Mediapart

Scandale Tapie, acte II

Par Laurent Mauduit.

Mardi 8 janvier 2013 // La France

Décidément, le scandale Tapie fonctionne comme un système de poupées russes. Il y avait un premier scandale, celui de l’arbitrage qui a permis à Bernard Tapie grâce à l’intervention de Nicolas Sarkozy dans la procédure judiciaire portant sur le contentieux de l’ex-Crédit Lyonnais de percevoir 403 millions d’euros dont 304 millions sont tombés en net dans sa poche, à l’issue d’une sentence controversée prononcée le 7 juillet 2008.

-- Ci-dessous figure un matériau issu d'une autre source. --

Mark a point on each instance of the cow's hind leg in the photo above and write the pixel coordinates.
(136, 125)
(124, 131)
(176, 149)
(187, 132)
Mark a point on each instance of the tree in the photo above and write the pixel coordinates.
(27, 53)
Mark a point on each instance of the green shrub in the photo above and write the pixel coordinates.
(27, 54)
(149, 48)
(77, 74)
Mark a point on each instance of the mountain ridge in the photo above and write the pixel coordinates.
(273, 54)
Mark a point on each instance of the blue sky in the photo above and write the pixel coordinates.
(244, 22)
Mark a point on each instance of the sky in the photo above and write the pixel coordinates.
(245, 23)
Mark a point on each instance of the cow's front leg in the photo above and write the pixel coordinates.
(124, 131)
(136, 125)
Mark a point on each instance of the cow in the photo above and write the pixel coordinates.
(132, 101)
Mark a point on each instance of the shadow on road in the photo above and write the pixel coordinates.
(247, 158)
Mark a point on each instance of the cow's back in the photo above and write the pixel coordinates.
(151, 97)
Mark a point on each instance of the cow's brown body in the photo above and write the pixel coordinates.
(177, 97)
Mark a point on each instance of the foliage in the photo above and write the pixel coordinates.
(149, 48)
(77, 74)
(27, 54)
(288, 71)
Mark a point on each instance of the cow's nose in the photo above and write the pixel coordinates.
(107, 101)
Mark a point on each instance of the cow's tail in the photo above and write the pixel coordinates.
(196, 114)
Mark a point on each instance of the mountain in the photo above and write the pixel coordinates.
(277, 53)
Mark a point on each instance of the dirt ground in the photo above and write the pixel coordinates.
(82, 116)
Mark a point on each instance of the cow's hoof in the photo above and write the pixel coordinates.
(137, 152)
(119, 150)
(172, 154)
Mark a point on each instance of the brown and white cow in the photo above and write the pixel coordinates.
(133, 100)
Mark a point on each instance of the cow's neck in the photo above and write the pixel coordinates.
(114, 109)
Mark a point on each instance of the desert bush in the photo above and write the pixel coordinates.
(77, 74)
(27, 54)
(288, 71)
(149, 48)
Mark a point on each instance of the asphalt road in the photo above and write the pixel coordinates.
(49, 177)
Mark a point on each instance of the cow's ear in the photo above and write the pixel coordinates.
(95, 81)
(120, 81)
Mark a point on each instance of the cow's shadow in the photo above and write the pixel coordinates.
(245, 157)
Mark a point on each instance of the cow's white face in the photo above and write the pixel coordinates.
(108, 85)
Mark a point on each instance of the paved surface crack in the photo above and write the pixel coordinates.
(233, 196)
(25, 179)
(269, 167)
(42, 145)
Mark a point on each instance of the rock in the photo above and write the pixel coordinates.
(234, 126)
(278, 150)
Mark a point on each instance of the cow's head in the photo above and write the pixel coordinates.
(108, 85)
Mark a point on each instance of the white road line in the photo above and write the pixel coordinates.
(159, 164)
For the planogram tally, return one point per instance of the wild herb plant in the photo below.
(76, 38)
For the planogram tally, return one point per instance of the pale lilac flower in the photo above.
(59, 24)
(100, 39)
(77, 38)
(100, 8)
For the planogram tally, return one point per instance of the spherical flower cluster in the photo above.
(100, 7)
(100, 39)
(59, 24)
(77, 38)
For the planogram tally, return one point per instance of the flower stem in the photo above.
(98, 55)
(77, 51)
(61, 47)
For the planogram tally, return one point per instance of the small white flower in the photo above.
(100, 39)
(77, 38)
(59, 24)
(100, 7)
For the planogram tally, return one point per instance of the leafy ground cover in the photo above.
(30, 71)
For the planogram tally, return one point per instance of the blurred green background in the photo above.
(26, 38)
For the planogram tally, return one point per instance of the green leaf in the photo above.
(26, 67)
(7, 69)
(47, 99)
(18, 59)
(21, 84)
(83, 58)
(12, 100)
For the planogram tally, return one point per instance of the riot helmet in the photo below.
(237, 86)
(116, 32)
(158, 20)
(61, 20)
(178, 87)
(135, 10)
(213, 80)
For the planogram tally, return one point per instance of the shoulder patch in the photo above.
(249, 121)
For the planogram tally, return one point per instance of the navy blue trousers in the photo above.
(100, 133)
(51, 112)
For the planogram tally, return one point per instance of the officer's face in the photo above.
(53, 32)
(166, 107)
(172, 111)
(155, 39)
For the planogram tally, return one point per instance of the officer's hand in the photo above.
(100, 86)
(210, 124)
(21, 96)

Et puis voilà que de ce scandale en découle un second : grâce à une partie de ces sommes, prélevées indûment dans la poche des contribuables, le même Bernard Tapie, qui vise la mairie de Marseille, vient de racheter, en association avec Philippe Hersant, les principaux journaux régionaux du sud-est, grâce à d’invraisemblables manœuvres auxquelles ont prêté la main des personnages aussi différents que l’administrateur judiciaire concerné par le dossier, Christophe Thevenot ; le patron de BPCE, François Pérol ; le président de l’Union des démocrates et indépendants (UDI), Jean-Louis Borloo ou encore le président socialiste de l’Assemblée nationale, Claude Bartolone.

Le premier scandale est de fait à l’origine du second. On se souvient que sitôt élu président de la République, en 2007, Nicolas Sarkozy a apporté une aide sans précédent à son ami Bernard Tapie : alors que ce dernier était engagé dans une procédure qui tournait à l’avantage du Consortium de réalisations (CDR), la structure publique qui a repris en 1995 les actifs douteux de l’ex-Crédit Lyonnais, le chef de l’État de l’époque est intervenu dans le dossier pour suspendre la procédure judiciaire ordinaire et engager un arbitrage privé qui, lui, a retourné la décision de justice qui se profilait et a fait la fortune de Bernard Tapie.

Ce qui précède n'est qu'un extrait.